PETERSBURG, Va. – On the day that the nation paused to honor Dr. Martin Luther King Jr., the keynote speaker at a ceremony Monday in the city where the holiday originated reminded his audience that service to others is based on compassion and some divine intervention.

“If the dream is ever going to become a reality, we must have love for our fellow man,” Bishop Lanier Twyman told a packed sanctuary at Tabernacle Baptist Church in Petersburg, Virginia. “Our love must not just be in words only. Compassion will rearrange your priorities.”

Twyman drew similarities between King’s service to civil rights and the biblical story of the Good Samaritan who stopped to help an injured man when priests and others would not. Like King, Twyman said the Samaritan decided that helping the injured person was more important that what he originally planned to do that day.

“Interruption may be a divine appointment,” he said. “John the Revelator said it like this, ‘My little children, let us not love in word, neither in tongue but in deed.'”

King lived by that example, and Twyman said today’s society should as well. The Samaritan story, Twyman said, serves as an example of inclusion because it proves that service should not be limited to any one group.

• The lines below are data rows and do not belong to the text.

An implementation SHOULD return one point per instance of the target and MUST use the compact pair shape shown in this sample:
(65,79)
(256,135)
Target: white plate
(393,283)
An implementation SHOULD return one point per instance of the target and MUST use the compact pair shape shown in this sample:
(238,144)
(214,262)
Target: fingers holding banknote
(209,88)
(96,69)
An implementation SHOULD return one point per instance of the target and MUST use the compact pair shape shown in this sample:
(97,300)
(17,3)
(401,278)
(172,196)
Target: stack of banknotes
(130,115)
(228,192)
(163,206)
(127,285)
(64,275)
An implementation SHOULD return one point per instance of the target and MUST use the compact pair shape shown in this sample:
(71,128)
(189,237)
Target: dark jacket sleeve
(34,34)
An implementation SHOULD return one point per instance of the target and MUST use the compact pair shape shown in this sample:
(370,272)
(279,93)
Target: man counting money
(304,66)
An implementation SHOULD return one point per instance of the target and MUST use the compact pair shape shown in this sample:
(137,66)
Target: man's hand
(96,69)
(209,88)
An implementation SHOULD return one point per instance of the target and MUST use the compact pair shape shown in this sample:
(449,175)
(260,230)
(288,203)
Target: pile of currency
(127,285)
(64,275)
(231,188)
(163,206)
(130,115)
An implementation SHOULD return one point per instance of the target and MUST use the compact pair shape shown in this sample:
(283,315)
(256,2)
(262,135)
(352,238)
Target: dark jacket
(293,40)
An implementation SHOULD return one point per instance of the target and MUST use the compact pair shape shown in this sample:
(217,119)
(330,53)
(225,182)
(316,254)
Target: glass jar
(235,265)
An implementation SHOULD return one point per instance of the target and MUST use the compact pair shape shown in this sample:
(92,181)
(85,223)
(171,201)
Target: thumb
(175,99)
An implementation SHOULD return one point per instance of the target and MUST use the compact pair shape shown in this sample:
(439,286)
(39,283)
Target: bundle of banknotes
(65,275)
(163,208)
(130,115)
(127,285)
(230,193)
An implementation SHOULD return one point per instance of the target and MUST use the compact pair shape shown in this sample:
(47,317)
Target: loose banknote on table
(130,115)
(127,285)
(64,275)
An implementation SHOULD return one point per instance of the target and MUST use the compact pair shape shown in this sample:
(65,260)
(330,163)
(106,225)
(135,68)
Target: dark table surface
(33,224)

“This Samaritan didn’t ask him if [the injured man] was Black or white because that didn’t matter,” Twyman said. “He didn’t ask him if he was rich or poor because that didn’t matter. He didn’t ask him if he was a Democrat or a Republican because that didn’t matter. He didn’t ask him if he was gay or straight because that didn’t matter. What matters is that there was a need that had to be met. What matters most is that he was in trouble and he needed help.”